ソーシャル・メディアのニセ求人広告から誘導
ソーシャル・メディアにニセの求人広告を掲載し、仕事を探している人に近付いて金を騙し取る「リクルート詐欺」の被害が増加している。オーストラリアの規制当局が注意を呼びかけている。公共放送ABC(電子版)が報じた。
オーストラリア競争消費者委員会(ACCC)によると、リクルート詐欺の被害額は報告されている事例だけで、2022年に870万豪ドル(約8億円)に達したという。
60代男性は全財産失った
典型的な被害例はこうだ。ABCによると、オーストラリア人のアダムさん(67歳=仮名)が、フェイスブックである求人広告を見つけて応募したところ、イタリアの高級服飾ブランド「LUISABIAROMA」のネット通販会社を装った人物から、アダムさんに通話アプリ「ワッツアップ」(WhatsApp)で連絡があった。
アダムさんは商品の買い手として採用され、商品を購入するだけで高額の報酬が支払われるというふれこみだった。オンラインで通販システムの訓練を受けた上で、売り手の口座に商品を購入するための保証金を入金した。
だが、ネット通販のウェブサイトは、精巧に作られた偽物だった。イタリアの販売業者やターゲットやコールズ、バニングスといったオーストラリアの小売大手のロゴが表示されていて「完全に本物だと信じ込んでいた」(アダムさん)という。

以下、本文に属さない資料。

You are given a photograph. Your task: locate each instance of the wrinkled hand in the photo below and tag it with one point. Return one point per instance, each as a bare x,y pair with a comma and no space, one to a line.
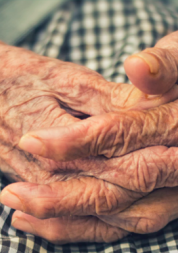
38,92
108,202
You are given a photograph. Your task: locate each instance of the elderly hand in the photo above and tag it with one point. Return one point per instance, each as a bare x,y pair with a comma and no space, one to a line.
37,92
108,202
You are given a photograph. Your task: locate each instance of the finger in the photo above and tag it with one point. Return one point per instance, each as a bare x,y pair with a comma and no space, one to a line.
84,196
109,135
154,70
149,214
68,229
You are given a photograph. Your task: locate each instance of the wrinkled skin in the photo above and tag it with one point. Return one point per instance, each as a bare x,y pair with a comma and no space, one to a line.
114,195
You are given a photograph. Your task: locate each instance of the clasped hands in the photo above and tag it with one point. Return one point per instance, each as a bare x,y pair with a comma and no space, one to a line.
98,159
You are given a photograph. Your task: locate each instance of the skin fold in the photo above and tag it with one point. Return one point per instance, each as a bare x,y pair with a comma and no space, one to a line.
71,185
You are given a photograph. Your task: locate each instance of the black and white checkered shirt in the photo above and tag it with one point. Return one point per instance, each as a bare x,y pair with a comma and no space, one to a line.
99,34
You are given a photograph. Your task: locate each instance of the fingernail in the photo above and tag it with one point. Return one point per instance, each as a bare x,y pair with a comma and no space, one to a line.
31,144
151,60
22,224
11,200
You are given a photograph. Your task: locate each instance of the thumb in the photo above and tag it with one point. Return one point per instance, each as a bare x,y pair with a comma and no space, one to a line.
155,70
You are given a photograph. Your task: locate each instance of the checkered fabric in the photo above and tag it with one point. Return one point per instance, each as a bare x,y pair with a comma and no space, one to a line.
99,34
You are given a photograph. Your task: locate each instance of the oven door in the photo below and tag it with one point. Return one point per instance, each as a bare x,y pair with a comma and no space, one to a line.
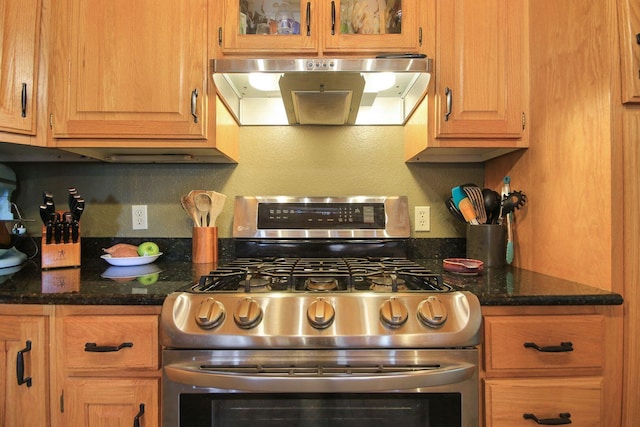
313,388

この「仕事」を始めて3日目、アダムさんが送金した保証金は8,000豪ドルになった。それでも送金を続け、総額は2万8,000豪ドルに達した。5日目、ようやく詐欺集団に仕組まれたワナであったことに気付いた時、アダムさんは老後の資金をすべて使い果たしていた。
うまい話にはワナがある
ACCCのデリア・リカード副委員長は「わずかな労力で巨額の報酬を得られる仕事を紹介されたら、ほとんどが詐欺だろう。ウェブサイトやアプリで何度もクリックして商品を購入したり、レビューを送信するようなものも含まれている」と警鐘を鳴らしている。
オーストラリアに住む日本人を対象としたウェブサイトにも、「スマートフォンやパソコンさえあれば在宅で簡単に稼げる」などと喧伝した求人広告が掲載されている。すべてが詐欺だとは断定できないが、まずは疑ってかかった方がいいだろう。
「できすぎた話だと思ったら、ほぼ詐欺と考えて間違いない」(リカード副委員長)。